So, nikitamalyavin , I fixed the Windows and threadpool implementations of the "wake" to address following limitation of your previous implementation
- Windows, thread-per-connection - rather than a unconventional, QueueUserAPC + self-pipe trick with own implementation of socketpair, use CancelIoEx, to cancel an IO, which is what was originally intendedn. Own socketpair is costly in that it needs 2 extra ports in the ephemeral range, on the server which reduces the max possible number of connection by factor of 3
- Threadpool - move the common logic into threadpool_common, introduce a new TP_STATE TP_INTERRUPTED , to mark that connection just needs to check for the APC, rather than reading and executing query. Unfortunately Linux needs yet another workaround, because unlike on Windows, where we can cancel IO, or elsewhere where we can disable monitoring of fd safely, Linux offers nothing like that for epoll, and attempts to fix it with EPOLL_CTL_CLOSE were abandoned.
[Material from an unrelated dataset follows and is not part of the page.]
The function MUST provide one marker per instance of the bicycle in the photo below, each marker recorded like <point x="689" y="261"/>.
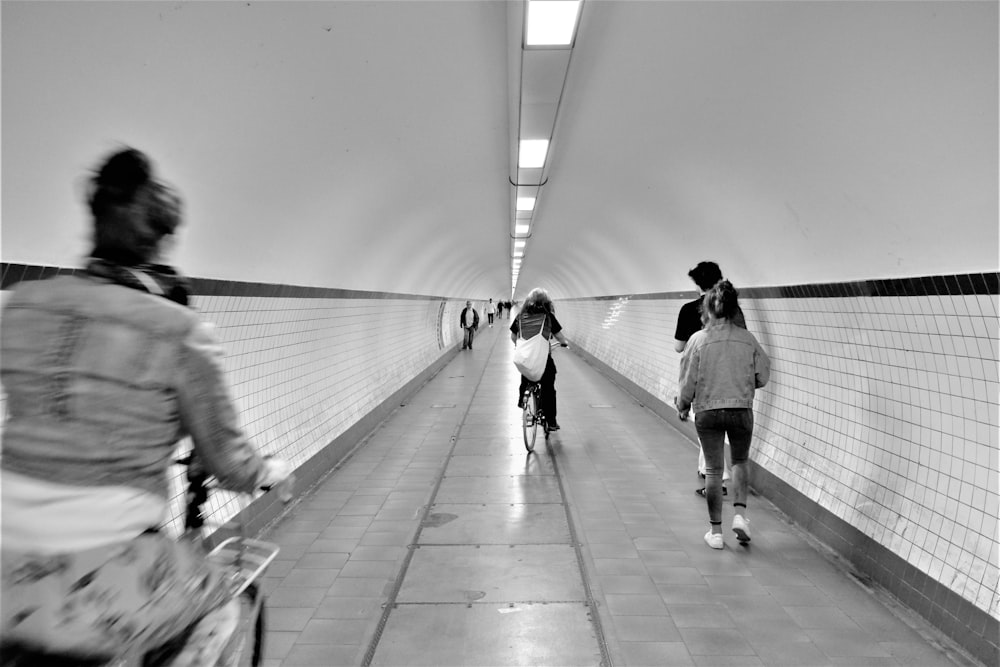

With that, implementation of "wake" looks more or less ok to me. All this work is now in bb-10.10-MDEV-16440.
There needs to be much more investment into testing, because there is a lot of subtle scenarios, that might go wrong.
Apparently interesting cases that are not covered by your testing just yet, are
- interrupting named pipe connections on Windows
- Interrupting long running queries, in both thread-per-connection, and pool-of-thread such as
SELECT SLEEP(a lot)
SELECT SLEEP(a lot), which is done from for remote a table (federated and/or connect)
long operation (reads binlogs) in replication scenarios
stuck in some kind of locks, user lock (GET_LOCK), TABLE LOCK, FTWRL
- You need also a basic test for non-debug build, as it is tested much more often on buildbots.
I have revised the documentation related to the CriticalSection. Indeed, it does not make any clue on the CRITICAL_SECTION structure access order. While I think it's fraudish to put it this way (no sane implementation should make any accesses to a mutex structure after the ownership is released), let's see what the developers can say: https://github.com/MicrosoftDocs/sdk-api/pull/1212.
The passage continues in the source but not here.